Late last month, the network refused a November 5th PPV bout between superstar Manny Pacquiao and Jessie Vargas. For now, that bout will be broadcast via the promotional company Top Rank, itself, or some other network entity.

Has HBO given up on boxing? And will Showtime become boxing's biggest stage?

"We have a meeting to discuss Lomachenko with Showtime," Arum said. "As far as HBO is concerned, they could do (his next fight) but they got no money,” Top Rank promoter Bob Arum told Ring TV.

"It's not only Lomachenko — it's Tim Bradley, it's Terence Crawford. We're going to bring up all of our fighters," Arum added.

In a crushing blow to the sport and its fans, HBO, earlier this year, forced Arum to broadcast Terence Crawford versus Viktor Postol on pay-per-view.

It was a quality match-up that would have typically been shown on HBO given neither fighter had reached mainstream stardom. So even though Crawford is an elite talent, he doesn’t have the star power to generate "PPV" interest and the buyrate was very low to no one’s surprise.

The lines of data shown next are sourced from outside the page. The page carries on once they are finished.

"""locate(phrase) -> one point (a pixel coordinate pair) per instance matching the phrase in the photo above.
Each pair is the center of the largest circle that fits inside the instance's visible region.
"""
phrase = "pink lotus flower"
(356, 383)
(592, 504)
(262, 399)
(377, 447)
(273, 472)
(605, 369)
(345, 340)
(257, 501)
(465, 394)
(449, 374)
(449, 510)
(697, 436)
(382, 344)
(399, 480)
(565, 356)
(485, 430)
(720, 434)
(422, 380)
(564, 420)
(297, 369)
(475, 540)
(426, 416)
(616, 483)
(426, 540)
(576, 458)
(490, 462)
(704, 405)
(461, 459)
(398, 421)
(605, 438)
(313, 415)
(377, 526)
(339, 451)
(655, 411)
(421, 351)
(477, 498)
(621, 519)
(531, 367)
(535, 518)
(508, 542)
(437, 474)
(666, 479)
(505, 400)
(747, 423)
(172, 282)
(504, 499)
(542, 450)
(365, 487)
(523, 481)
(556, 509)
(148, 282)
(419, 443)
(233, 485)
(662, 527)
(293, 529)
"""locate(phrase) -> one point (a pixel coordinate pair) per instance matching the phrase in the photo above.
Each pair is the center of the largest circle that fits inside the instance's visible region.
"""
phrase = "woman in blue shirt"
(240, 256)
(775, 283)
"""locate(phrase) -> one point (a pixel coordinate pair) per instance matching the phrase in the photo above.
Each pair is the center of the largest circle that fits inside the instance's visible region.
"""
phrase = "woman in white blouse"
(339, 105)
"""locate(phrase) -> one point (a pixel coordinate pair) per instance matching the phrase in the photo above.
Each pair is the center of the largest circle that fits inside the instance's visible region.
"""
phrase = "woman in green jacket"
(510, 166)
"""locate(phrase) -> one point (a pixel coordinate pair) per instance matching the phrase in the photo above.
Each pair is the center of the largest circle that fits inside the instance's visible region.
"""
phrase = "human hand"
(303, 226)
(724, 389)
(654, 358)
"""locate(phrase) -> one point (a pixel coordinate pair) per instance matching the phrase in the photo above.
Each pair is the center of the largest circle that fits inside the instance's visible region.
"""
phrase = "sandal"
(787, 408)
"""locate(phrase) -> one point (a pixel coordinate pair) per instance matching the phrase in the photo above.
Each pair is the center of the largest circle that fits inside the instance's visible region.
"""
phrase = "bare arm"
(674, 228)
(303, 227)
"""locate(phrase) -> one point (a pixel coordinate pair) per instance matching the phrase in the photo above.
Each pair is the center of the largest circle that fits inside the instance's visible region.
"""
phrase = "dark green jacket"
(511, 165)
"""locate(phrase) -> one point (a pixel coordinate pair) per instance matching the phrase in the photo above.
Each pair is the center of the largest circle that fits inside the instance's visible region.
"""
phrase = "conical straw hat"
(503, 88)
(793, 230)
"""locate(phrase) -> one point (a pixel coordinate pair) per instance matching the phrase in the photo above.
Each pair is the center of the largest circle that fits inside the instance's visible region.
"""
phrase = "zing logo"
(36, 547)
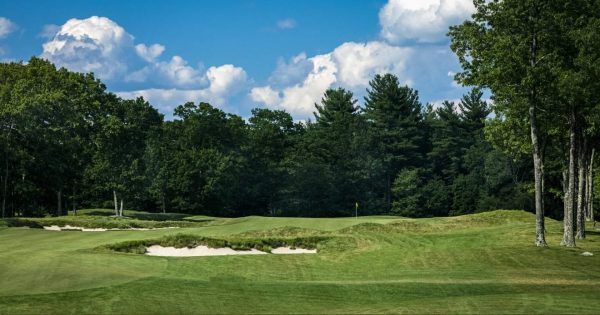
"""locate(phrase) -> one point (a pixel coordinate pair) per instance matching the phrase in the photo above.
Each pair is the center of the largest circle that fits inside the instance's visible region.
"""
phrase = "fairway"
(468, 264)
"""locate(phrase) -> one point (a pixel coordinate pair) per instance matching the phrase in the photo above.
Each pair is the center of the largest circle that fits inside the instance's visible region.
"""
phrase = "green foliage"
(392, 156)
(191, 241)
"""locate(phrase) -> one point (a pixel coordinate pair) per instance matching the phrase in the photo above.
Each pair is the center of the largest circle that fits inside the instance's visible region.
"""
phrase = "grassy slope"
(479, 263)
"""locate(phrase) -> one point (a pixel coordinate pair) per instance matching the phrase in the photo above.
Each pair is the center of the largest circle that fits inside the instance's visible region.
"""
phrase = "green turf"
(483, 263)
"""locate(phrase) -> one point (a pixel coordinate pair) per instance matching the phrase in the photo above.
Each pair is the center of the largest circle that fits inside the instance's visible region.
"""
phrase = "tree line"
(540, 60)
(67, 143)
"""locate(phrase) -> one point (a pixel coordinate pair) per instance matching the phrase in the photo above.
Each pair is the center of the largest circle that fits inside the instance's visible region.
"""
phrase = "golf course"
(477, 263)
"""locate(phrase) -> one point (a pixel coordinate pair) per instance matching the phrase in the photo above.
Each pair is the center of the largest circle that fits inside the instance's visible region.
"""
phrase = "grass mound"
(143, 215)
(97, 222)
(190, 241)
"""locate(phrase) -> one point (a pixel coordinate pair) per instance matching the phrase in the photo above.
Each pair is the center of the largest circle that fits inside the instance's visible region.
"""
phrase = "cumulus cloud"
(100, 45)
(49, 31)
(291, 72)
(351, 65)
(6, 27)
(423, 20)
(358, 62)
(175, 72)
(286, 24)
(96, 44)
(223, 82)
(149, 53)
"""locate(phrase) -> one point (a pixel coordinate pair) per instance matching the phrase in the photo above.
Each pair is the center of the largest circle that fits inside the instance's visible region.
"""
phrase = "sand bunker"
(157, 250)
(83, 229)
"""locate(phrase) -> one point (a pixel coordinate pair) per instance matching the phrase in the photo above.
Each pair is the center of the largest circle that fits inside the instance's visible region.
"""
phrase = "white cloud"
(299, 99)
(6, 27)
(351, 65)
(358, 63)
(49, 31)
(175, 72)
(100, 45)
(95, 44)
(286, 23)
(223, 82)
(291, 72)
(149, 53)
(422, 20)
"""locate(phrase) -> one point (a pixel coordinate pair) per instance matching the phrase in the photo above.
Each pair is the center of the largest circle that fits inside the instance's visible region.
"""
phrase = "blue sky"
(241, 54)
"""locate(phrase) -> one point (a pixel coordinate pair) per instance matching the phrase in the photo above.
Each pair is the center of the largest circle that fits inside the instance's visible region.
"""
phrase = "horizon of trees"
(540, 59)
(69, 143)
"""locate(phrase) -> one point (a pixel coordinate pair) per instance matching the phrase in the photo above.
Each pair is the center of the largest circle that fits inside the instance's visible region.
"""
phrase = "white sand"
(52, 228)
(83, 229)
(157, 250)
(289, 250)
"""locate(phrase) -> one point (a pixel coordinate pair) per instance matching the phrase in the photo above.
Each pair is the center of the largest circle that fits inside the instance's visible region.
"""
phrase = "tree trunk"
(59, 195)
(116, 203)
(581, 157)
(121, 209)
(565, 184)
(388, 193)
(538, 163)
(590, 187)
(538, 166)
(568, 236)
(5, 188)
(73, 202)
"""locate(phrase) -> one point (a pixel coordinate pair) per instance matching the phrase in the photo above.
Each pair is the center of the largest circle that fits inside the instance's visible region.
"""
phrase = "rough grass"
(90, 221)
(482, 263)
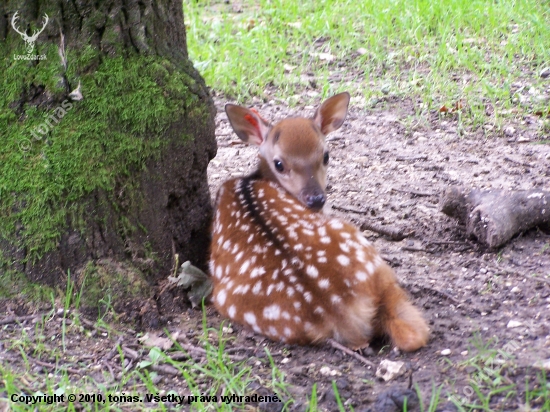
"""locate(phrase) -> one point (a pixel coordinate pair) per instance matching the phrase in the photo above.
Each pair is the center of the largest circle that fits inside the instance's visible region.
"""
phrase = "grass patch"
(482, 53)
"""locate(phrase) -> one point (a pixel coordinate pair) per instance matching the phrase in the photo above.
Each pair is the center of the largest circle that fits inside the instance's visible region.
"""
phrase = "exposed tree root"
(494, 217)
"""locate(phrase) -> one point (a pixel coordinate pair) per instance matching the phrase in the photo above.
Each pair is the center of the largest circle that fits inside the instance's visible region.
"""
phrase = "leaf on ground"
(192, 277)
(151, 339)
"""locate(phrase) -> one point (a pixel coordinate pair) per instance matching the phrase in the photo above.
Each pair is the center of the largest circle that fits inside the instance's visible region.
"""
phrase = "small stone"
(514, 324)
(388, 370)
(325, 371)
(509, 131)
(542, 364)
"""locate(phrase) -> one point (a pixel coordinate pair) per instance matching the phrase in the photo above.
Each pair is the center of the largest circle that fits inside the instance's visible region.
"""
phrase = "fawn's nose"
(315, 201)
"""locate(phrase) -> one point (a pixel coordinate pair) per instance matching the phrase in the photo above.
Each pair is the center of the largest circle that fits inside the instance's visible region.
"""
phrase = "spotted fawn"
(284, 269)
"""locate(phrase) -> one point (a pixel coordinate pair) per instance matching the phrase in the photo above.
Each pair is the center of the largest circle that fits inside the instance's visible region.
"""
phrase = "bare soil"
(387, 168)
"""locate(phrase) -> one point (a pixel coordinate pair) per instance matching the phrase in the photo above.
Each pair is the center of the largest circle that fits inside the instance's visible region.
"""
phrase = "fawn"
(286, 270)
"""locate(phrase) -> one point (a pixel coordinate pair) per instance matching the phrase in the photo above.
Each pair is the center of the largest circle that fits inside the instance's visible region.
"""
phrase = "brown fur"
(291, 273)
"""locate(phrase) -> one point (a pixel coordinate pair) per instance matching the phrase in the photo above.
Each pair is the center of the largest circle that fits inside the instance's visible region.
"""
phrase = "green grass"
(480, 52)
(136, 386)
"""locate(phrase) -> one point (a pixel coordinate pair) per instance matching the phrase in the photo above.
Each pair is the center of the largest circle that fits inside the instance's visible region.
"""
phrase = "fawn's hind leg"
(397, 317)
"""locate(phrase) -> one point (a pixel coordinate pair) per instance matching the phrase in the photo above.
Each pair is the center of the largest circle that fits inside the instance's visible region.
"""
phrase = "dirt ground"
(486, 309)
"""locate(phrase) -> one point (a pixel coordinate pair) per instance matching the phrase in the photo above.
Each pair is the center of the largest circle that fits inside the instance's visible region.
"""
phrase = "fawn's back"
(287, 271)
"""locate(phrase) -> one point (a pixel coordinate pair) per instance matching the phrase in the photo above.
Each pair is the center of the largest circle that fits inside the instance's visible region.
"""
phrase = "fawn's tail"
(398, 318)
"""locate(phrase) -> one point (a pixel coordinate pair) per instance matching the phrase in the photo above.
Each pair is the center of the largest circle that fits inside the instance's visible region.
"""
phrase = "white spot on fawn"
(250, 318)
(344, 247)
(336, 224)
(222, 295)
(257, 288)
(370, 268)
(312, 271)
(244, 267)
(335, 299)
(361, 276)
(343, 260)
(272, 312)
(324, 284)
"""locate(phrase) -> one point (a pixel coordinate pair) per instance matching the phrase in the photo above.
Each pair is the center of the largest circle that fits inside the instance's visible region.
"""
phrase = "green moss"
(13, 284)
(55, 154)
(106, 279)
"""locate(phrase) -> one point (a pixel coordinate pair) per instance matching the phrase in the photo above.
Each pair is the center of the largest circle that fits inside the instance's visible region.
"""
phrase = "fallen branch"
(494, 217)
(346, 209)
(351, 353)
(414, 192)
(393, 234)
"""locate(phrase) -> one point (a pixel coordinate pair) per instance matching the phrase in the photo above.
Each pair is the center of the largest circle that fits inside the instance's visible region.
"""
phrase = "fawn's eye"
(279, 166)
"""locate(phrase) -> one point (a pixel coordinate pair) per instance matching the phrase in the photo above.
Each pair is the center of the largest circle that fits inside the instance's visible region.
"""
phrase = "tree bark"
(107, 138)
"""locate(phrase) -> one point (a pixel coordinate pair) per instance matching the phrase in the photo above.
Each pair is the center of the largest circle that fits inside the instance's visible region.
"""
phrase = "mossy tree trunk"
(107, 130)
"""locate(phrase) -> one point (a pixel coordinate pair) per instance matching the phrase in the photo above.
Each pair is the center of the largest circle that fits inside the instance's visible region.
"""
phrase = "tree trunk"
(107, 130)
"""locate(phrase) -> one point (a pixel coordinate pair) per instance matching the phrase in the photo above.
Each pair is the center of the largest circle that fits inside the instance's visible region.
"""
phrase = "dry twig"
(351, 353)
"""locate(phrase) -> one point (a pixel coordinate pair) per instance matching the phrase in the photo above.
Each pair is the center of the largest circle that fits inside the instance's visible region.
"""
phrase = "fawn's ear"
(332, 113)
(247, 123)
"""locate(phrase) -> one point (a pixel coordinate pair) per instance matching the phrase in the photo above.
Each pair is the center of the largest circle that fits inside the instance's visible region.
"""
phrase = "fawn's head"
(293, 152)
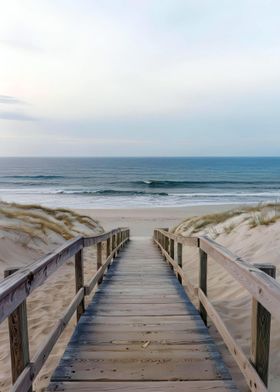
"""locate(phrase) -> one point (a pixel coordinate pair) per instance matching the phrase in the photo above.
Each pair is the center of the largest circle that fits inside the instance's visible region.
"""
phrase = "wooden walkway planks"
(141, 332)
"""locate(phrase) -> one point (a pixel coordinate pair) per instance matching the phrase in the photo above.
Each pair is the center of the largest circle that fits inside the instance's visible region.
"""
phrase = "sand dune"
(26, 233)
(254, 234)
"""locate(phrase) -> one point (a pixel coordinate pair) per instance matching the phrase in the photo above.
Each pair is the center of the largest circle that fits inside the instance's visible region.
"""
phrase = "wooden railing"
(19, 284)
(257, 279)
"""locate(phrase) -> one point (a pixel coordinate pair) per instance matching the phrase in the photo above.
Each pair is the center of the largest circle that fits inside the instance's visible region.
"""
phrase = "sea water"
(139, 182)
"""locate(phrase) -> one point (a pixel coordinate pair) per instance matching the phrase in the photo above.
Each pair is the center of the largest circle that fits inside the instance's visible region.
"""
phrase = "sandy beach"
(48, 301)
(142, 221)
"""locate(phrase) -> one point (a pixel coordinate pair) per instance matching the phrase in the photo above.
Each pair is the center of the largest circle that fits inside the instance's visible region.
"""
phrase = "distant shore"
(142, 221)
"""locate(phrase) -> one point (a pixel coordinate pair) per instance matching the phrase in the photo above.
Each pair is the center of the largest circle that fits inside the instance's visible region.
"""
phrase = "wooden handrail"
(264, 289)
(17, 286)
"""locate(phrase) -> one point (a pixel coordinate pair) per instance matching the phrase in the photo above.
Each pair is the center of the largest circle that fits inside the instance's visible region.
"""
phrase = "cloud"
(10, 100)
(16, 116)
(20, 44)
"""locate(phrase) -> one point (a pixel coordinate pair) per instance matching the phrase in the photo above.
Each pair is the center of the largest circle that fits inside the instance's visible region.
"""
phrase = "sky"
(139, 77)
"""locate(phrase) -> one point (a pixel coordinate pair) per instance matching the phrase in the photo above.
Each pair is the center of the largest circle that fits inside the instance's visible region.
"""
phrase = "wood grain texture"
(170, 386)
(141, 326)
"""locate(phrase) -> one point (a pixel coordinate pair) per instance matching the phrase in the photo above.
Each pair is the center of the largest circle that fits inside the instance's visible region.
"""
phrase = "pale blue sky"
(139, 77)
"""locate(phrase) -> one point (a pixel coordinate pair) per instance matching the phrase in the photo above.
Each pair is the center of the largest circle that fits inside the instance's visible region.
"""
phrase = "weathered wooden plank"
(203, 282)
(191, 241)
(16, 288)
(199, 366)
(141, 326)
(251, 376)
(260, 331)
(167, 386)
(18, 334)
(79, 278)
(136, 320)
(263, 288)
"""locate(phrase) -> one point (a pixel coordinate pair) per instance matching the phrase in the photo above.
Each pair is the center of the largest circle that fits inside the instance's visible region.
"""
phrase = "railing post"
(113, 245)
(99, 258)
(180, 258)
(166, 244)
(203, 282)
(172, 248)
(260, 324)
(79, 278)
(108, 249)
(18, 332)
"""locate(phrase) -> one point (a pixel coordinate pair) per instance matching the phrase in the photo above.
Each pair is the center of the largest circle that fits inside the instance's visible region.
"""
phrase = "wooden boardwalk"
(141, 333)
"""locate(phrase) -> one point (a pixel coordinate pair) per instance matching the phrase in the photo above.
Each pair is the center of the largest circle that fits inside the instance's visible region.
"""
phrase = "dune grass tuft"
(257, 215)
(34, 222)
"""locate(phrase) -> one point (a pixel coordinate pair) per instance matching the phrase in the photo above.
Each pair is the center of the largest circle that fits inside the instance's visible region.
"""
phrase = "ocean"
(139, 182)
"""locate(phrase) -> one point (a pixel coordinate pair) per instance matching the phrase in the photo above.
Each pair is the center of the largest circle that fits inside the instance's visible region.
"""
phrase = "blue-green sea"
(139, 182)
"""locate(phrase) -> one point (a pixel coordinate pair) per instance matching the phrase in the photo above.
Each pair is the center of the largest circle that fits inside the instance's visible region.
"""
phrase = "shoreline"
(142, 221)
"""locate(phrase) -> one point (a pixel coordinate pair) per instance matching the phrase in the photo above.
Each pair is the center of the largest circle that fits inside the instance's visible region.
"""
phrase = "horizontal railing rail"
(19, 284)
(258, 280)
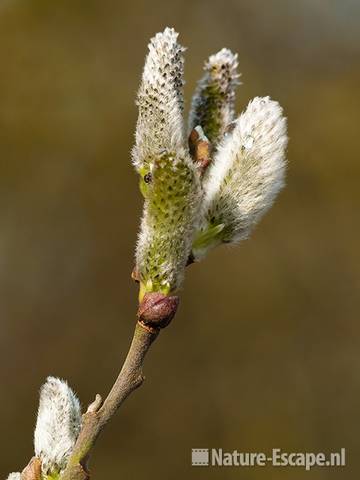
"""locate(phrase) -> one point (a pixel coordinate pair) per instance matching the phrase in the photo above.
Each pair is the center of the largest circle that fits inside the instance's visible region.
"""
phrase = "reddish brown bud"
(200, 148)
(157, 310)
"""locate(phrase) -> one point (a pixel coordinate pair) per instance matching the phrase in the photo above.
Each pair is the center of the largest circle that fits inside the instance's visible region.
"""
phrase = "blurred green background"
(264, 351)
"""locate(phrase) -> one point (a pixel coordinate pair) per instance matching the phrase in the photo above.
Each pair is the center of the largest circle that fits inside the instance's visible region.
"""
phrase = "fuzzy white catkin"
(160, 100)
(247, 172)
(212, 105)
(58, 424)
(14, 476)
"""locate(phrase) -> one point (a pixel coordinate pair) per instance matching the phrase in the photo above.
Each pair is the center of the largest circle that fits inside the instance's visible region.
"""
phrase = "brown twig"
(97, 415)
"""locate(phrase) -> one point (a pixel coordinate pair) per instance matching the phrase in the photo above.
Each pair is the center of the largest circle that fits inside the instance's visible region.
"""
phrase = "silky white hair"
(247, 171)
(57, 426)
(160, 100)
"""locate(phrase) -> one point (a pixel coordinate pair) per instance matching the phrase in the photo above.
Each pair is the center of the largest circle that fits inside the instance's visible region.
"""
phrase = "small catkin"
(246, 175)
(58, 425)
(14, 476)
(212, 105)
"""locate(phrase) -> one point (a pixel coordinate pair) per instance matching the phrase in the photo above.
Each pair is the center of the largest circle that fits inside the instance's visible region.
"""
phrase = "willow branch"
(97, 415)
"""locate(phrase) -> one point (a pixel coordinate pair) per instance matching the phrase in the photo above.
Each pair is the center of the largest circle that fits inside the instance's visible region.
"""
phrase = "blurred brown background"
(265, 349)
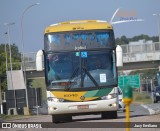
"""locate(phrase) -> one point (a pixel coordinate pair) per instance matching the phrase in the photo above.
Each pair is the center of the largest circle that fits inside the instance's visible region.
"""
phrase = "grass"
(10, 117)
(141, 98)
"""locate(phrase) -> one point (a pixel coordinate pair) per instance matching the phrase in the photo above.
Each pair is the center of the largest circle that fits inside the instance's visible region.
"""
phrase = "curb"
(152, 108)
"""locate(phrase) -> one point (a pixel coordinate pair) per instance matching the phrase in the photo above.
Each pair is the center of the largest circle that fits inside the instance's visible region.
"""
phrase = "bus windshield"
(77, 40)
(85, 69)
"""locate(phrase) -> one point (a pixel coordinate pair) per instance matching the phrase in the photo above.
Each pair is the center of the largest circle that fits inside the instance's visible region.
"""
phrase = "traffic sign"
(133, 81)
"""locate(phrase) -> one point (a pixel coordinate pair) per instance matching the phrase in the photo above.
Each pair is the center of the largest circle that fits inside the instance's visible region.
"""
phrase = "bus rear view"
(80, 69)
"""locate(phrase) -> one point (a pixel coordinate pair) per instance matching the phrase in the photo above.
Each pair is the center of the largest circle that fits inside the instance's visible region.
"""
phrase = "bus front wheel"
(61, 118)
(109, 115)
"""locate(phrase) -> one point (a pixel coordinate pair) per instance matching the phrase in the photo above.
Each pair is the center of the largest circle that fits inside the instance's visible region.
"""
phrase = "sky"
(48, 12)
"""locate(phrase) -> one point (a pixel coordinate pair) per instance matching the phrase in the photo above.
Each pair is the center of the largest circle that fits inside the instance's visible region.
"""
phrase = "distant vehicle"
(121, 103)
(156, 94)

HBO also may have caused some panic with Arum by recently by offering Nikolas Walters only $550,000 to fight rising star Vasyl Lomachenko. Who knows who is to blame for low-balling Nick, but $550,000 to fight Lomachenko is comedy. If HBO truly wanted the fight, they could have certainly funded better. It should be noted, however, that Arum and Walters are in a contract dispute at the moment, so placing full blame on HBO might be unfair.

If Arum takes his talents to Showtime, it will leave HBO with just a hand-full of fighters.

Sure, they have Canelo, but his contract with HBO is set to expire next year. They also have Gennady Golovkin and Sergey Kovalev but both fighters are in their mid-30’s and generally have trouble finding marquee opponents.

Kovalev is fighting Andre Ward in November in what will certainly be a big fight, but will it provide the PPV numbers HBO is seeking? HBO has Miguel Cotto who is a future first ballot Hall of Famer but his best days are behind him. Moreover, they have the Golden Boy Promotions stable which, outside Canelo, lacks star power, especially with Luis Ortiz leaving the promotion.

HBO Boxing also has the rights to Wladimir Klitschko vs Tyson Fury rematch but its rival, Showtime, recently signed the world's hottest heavyweight, emerging star Anthony Joshua.

So what's HBO's gameplan? And do they expect boxing to play a major role in its future?